“The SCRUB Act is a common sense solution that forces lawmakers and our agencies to be honest about the regulatory system by fixing the rules that need fixing and dropping those that have outlived their useful purpose.”
Jan 12 2016
WASHINGTON, D.C. – U.S. Senator Joni Ernst (R-IA) today spoke on the floor of the United States Senate urging support of her legislation, the Searching for and Cutting Regulations that are Unnecessarily Burdensome Act – or SCRUB Act – which establishes a commission-based procedure to reduce the federal regulatory burden on the economy. The SCRUB Act recently passed the House with bipartisan support and awaits a vote in the Senate.
Mr. President, I rise today to talk about the “Searching for and Cutting Regulations that are Unnecessarily Burdensome Act” – more affectionately known as the SCRUB Act.
This past summer, my colleague Senator Hatch and I introduced this legislation to help free American families and small businesses from the unnecessary burdens of our regulatory system.
And I am pleased to mention that this bill passed the House last week on a bi-partisan basis.
For too long, our nation’s innovators and employers have been trying to comply with a swath of outdated, duplicative, or obsolete regulations that hamper their growth and creativity.
Many of these regulations also come with stacks of paperwork requirements that force our small businesses to spend time on filling in the blanks rather than filling in jobs.
The SCRUB Act – would peel back these types of regulations so our businesses can focus on doing what they know best; innovating and creating jobs.
The purpose of this bill is to take an objective and in-depth look at major regulations that are at least 15 years old and could be repealed because they have:
(1) achieved their goal and there is no threat to the problem recurring;
(2) technology or market changes have made the regulation unnecessary or;
(3) they are ineffective or overlap with other federal or state regulations.
For decades, lawmakers and presidents on both sides of the aisle have recognized the need to unleash our small businesses and job creators from rules and regulations that don’t make sense.
You see, when new rules are proposed there is very little - if any - attention paid to how the new rule will work with the hundreds of other rules that came before it.
This buildup of rules are a cumulative burden on our businesses which ultimately slows job growth and hits families that are already struggling to make ends meet even harder.
In fact, according to one study - if the cost of all these regulations were considered an independent country – all of the costs of these rules and regulations - it would be about the 10th largest economy in the world.
And let’s face it. The more expensive it becomes to make a product or deliver a service, the more money the consumer will have to dig out of their own pockets to pay for it.
And it’s those families that are working multiple jobs to provide for their kids that are going to be hit the hardest.
Mr. President, this bill is how we start to solve that problem.

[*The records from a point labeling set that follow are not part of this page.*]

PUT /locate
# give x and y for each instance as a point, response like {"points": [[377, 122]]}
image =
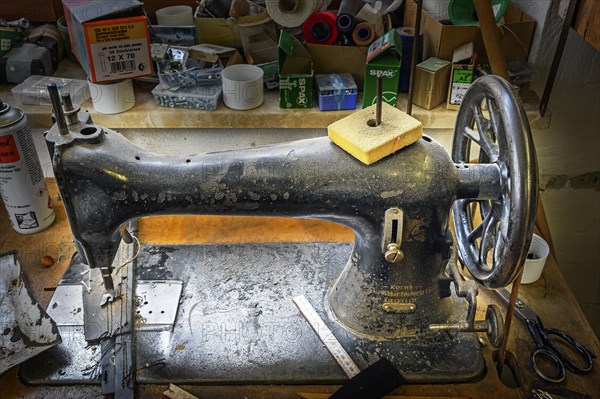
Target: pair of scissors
{"points": [[548, 342]]}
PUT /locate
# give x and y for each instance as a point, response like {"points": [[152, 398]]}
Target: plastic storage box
{"points": [[197, 97], [34, 90], [336, 91]]}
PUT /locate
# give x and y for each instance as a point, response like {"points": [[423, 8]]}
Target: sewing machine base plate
{"points": [[237, 323]]}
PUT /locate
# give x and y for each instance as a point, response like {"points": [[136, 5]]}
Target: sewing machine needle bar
{"points": [[326, 336]]}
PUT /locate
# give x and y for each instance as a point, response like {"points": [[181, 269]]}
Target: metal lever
{"points": [[392, 236]]}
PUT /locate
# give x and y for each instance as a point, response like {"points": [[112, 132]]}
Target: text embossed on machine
{"points": [[400, 294]]}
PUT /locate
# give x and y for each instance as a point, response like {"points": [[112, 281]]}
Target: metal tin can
{"points": [[22, 183]]}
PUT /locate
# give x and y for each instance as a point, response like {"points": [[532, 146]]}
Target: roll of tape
{"points": [[536, 259], [112, 97], [363, 34], [292, 13], [408, 40], [175, 16], [321, 28], [346, 22], [242, 86]]}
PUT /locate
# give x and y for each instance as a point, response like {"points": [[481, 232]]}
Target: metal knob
{"points": [[393, 253]]}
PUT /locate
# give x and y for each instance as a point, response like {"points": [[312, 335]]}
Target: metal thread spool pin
{"points": [[57, 108], [379, 100]]}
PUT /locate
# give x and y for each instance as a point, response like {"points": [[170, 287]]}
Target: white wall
{"points": [[569, 156]]}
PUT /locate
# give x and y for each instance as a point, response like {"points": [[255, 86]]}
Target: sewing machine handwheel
{"points": [[495, 250], [495, 323]]}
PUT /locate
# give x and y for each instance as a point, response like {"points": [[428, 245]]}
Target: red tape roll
{"points": [[321, 28]]}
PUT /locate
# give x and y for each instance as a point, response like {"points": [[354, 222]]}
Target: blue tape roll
{"points": [[408, 38]]}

The SCRUB Act establishes a bipartisan, blue-ribbon commission to give a fair and thoughtful review of our nation’s existing regulations.

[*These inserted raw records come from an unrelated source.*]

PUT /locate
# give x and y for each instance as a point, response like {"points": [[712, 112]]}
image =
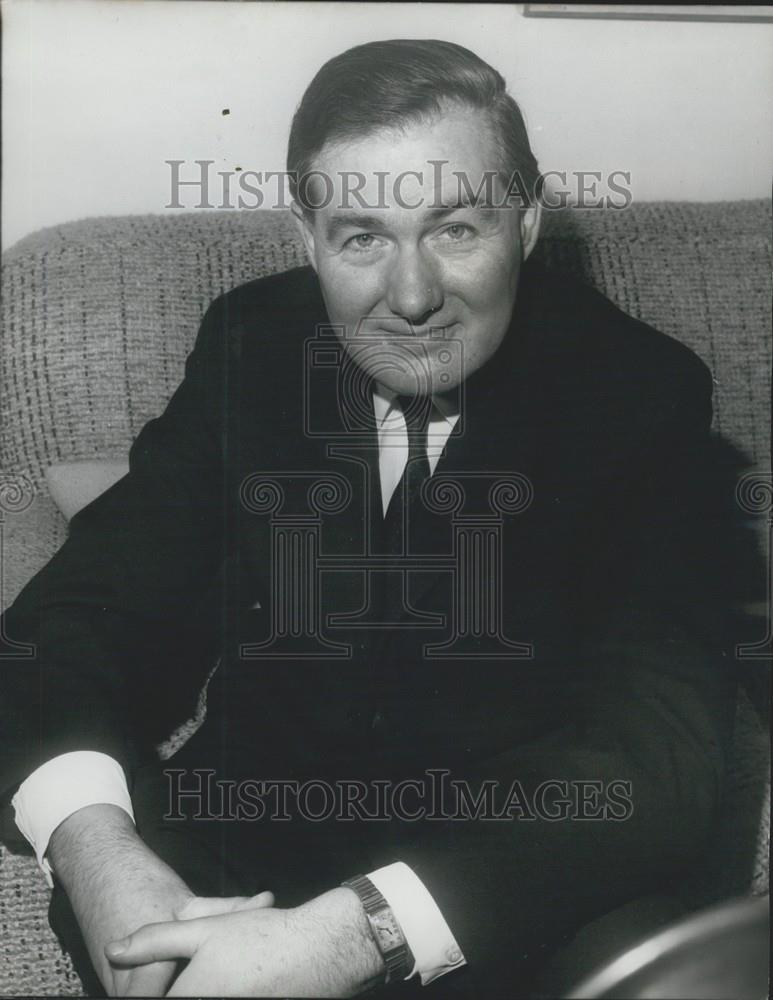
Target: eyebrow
{"points": [[357, 220]]}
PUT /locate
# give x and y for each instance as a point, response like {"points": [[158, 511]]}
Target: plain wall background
{"points": [[97, 94]]}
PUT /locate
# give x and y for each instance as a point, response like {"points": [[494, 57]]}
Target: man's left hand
{"points": [[323, 949]]}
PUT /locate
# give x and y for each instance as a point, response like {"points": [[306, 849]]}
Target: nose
{"points": [[414, 291]]}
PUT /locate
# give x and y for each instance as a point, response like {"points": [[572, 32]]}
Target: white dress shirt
{"points": [[73, 781]]}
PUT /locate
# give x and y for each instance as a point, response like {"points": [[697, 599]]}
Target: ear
{"points": [[305, 225], [531, 219]]}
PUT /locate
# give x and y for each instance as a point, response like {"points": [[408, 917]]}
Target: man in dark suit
{"points": [[441, 519]]}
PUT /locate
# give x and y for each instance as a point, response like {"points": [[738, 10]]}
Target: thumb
{"points": [[214, 906], [157, 943]]}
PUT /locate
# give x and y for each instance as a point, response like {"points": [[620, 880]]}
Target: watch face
{"points": [[387, 928]]}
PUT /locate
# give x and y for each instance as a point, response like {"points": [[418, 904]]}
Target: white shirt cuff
{"points": [[62, 786], [428, 935]]}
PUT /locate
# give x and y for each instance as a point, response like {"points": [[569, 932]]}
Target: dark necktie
{"points": [[401, 525], [405, 506]]}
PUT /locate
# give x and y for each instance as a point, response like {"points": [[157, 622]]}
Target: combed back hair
{"points": [[394, 83]]}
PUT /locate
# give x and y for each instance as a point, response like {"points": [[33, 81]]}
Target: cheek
{"points": [[348, 291]]}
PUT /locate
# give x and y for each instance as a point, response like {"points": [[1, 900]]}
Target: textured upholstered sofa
{"points": [[97, 319]]}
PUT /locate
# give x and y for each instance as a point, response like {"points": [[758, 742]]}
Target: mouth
{"points": [[439, 332]]}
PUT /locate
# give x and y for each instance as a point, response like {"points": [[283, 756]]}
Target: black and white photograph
{"points": [[386, 508]]}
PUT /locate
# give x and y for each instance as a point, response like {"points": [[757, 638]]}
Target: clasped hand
{"points": [[247, 947]]}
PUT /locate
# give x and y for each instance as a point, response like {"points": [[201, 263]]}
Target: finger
{"points": [[157, 943], [263, 900], [145, 981]]}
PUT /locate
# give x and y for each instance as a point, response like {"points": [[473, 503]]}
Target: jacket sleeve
{"points": [[653, 705], [136, 559]]}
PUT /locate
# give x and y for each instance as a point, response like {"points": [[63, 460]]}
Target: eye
{"points": [[362, 241], [457, 232]]}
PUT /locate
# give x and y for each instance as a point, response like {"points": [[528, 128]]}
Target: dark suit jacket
{"points": [[609, 574]]}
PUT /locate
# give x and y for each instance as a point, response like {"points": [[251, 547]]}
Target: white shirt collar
{"points": [[384, 402]]}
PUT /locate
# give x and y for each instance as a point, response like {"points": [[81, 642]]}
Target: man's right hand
{"points": [[116, 884]]}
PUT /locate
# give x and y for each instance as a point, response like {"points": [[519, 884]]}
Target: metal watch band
{"points": [[398, 959]]}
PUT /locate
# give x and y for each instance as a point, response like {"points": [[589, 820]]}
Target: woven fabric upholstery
{"points": [[99, 315]]}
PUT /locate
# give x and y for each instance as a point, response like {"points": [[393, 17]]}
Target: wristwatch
{"points": [[386, 931]]}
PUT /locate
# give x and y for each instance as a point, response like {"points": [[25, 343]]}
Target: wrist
{"points": [[90, 833], [351, 942]]}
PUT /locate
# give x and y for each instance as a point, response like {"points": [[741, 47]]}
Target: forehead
{"points": [[396, 167]]}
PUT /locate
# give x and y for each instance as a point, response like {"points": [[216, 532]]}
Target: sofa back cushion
{"points": [[99, 315]]}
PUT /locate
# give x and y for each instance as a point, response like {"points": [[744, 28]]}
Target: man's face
{"points": [[413, 276]]}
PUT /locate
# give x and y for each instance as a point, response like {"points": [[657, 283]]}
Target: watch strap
{"points": [[398, 957]]}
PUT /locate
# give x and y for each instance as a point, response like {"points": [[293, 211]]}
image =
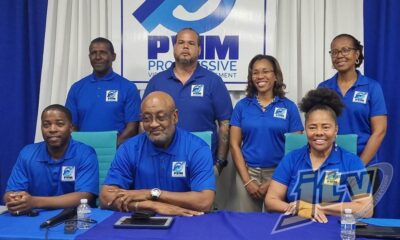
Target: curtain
{"points": [[382, 38], [21, 45]]}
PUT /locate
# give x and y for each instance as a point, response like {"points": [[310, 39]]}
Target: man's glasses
{"points": [[343, 51], [159, 117]]}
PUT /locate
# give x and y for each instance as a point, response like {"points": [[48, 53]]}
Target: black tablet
{"points": [[151, 222]]}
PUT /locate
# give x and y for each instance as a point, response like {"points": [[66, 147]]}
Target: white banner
{"points": [[232, 32]]}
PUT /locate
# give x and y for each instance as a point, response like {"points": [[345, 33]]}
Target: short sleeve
{"points": [[121, 172], [18, 180], [377, 102], [295, 123], [282, 173], [149, 88], [87, 179], [132, 105], [222, 103], [72, 105], [236, 118], [201, 170]]}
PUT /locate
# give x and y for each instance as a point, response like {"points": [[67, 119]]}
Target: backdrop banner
{"points": [[232, 32]]}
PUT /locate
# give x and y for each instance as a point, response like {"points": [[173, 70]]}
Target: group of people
{"points": [[168, 170]]}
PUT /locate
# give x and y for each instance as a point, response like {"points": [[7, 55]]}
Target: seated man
{"points": [[170, 170], [56, 173]]}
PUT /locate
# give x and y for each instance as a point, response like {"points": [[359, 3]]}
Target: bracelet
{"points": [[251, 180]]}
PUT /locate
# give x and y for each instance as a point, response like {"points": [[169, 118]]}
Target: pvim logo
{"points": [[154, 12], [218, 53]]}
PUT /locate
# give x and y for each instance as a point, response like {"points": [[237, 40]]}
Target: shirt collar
{"points": [[198, 73], [361, 80], [108, 77]]}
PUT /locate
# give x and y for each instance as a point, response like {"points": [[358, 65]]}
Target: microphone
{"points": [[62, 216]]}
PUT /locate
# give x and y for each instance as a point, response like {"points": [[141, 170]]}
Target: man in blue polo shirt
{"points": [[104, 101], [170, 170], [200, 95], [56, 173]]}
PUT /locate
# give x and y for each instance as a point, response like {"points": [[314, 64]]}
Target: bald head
{"points": [[160, 99], [159, 117]]}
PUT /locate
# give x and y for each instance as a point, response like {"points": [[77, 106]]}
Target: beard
{"points": [[185, 60]]}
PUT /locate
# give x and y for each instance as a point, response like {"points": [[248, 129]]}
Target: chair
{"points": [[205, 135], [105, 145], [294, 141]]}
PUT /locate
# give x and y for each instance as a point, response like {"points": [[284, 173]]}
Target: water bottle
{"points": [[348, 225], [83, 215]]}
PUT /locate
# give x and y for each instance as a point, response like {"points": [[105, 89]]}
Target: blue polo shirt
{"points": [[363, 100], [263, 131], [201, 101], [103, 104], [186, 165], [341, 176], [38, 174]]}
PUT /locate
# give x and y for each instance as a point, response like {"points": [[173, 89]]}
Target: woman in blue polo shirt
{"points": [[258, 124], [365, 112], [320, 178]]}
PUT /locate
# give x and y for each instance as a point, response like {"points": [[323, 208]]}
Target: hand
{"points": [[123, 197], [168, 209], [20, 203], [318, 214], [252, 189], [291, 209], [264, 187]]}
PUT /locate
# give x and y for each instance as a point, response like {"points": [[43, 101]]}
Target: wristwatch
{"points": [[155, 193], [222, 163]]}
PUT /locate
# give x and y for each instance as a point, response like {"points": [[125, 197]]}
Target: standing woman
{"points": [[259, 122], [365, 111]]}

Once the Commission is finished with their review, it would provide its recommendations to Congress and we would have an opportunity to vote on them.
If an agency wants to impose a new regulation – they can do that under the SCRUB Act - but they would have to offset the cost of that new regulation by repealing an existing one that is of equal cost and has been deemed unnecessary or outdated by the Commission.
I know Iowa families do this. They can prioritize.
So why can’t our federal agencies?
We simply cannot allow the buildup of unnecessary and costly regulations over time.
I will end with just one last comment.
Rules and regulations often have unintended consequences.
It is our responsibility as lawmakers to not only recognize when this happens, but to then proactively fix it.
The SCRUB Act is a common sense solution that forces lawmakers and our agencies to be honest about the regulatory system by fixing the rules that need fixing and dropping those that have outlived their useful purpose.
I want to thank Senator Hatch for his leadership on this and urge all of my colleagues to support this legislation.